With Kevin Turner at the helm, Microsoft has become about one thing: We need to beat our competitors. Simply put, Microsoft chases.

Google Apps brought you Microsoft BPOS. Google came out with a low cost email product and Microsoft had to do the same.

Milestone 1: Microsoft will turn over billing control to partners when it becomes obvious that it alone cannot outsell Google.

Has BPOS been a glowing success?

The answer to this question varies depending on who you ask. If you ask Microsoft partners who have lost clients to Microsoft or Google, it has been very successful. If you ask Microsoft and it’s PR engine, it has been extremely successful and they will quote a long list of Fortune 1000 companies that moved to the cloud with them.

Then you consider that Microsoft had to rename the product and restructure it.

Milestone 2: Microsoft will turn over billing control to partners once it recognizes that further sales depend on the partner alone.

How big are SPLA revenues?

Microsoft partner argument for billing control is on the grounds that Microsoft partners offer critical value to the end client.
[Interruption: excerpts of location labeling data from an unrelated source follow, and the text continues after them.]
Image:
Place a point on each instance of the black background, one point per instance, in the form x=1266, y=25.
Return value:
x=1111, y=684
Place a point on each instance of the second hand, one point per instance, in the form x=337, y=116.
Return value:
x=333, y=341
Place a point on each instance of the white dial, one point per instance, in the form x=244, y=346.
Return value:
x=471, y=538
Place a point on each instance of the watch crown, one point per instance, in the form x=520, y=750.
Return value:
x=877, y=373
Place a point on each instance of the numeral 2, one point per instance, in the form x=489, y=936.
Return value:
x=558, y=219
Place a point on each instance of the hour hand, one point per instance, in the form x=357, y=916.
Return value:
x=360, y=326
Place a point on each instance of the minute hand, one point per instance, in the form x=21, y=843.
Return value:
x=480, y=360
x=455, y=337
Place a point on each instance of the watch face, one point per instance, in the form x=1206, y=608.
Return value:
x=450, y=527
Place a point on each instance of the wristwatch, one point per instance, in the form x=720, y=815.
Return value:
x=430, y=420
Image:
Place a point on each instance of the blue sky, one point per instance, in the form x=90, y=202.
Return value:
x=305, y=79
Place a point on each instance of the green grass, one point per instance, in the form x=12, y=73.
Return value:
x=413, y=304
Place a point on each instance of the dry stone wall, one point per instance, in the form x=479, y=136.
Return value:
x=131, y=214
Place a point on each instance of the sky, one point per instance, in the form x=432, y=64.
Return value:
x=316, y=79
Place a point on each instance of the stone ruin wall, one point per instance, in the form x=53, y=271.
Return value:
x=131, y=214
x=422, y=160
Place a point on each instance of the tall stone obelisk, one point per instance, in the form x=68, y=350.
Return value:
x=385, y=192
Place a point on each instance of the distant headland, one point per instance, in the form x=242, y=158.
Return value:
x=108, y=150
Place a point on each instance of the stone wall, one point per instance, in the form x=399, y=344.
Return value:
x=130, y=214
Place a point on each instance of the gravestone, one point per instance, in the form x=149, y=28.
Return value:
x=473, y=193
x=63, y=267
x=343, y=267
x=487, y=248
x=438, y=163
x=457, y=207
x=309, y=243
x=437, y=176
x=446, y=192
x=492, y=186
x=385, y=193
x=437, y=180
However, Microsoft offers all the parts needed to build BPOS – it’s even in the SKU list on the SPLA agreement any Microsoft partner can sign with Microsoft.

So if the partners provide so much value, why aren’t they building it themselves?

Or are they?

Milestone 3: Microsoft will turn over billing control to partners once the SPLA profits fall below the BPOS profits.

To sum it all up..

This is all my personal opinion of course – but the track record clearly makes Microsoft a chaser in the IT world. I’m sure they would rather sit back and just keep on cashing in on market leading Windows and Office products day in and day out.

But Google crashed the party and Microsoft had to respond. Microsoft had to respond in a way that would make them a serious contender: By bypassing Microsoft partners, Microsoft was able to control the cost and make itself competitive instead of being priced out of the competition entirely by it’s partners and VARs.

So is Microsoft beating Google? Are it’s partners building their own BPOS – to the extent that there is no reason to turn it’s control over to it’s partners – or is Microsoft losing them to Google? And finally, are partners stopping to sell Windows & Office and to what extent?

This is all that matters to Turner. This is all that matters to Microsoft.

With Microsoft trying to push Office down with the cloud, it may finally answer the question on how relevant it’s partners are to it’s success in the cloud age – and the numbers behind it are known to only two companies: Only one of them writes software for a living.

For additional perspective, download the latest Looks Cloudy podcast with Kate Hunt and Larry Walsh as they discuss the VAR control in the cloud.

My opinion remains that Microsoft has decided it doesn’t need VARs or partners in the cloud. If they are all in the cloud, and they believe they can take Google and Apple alone, then the only partners that matter are the ones that make stuff (hardware – Acer, HP, Dell, Samsung) and not the ones that deliver services that Microsoft should be delivering.

It’s all about money. Don’t expect Microsoft to share it unless it’s absolutely critical.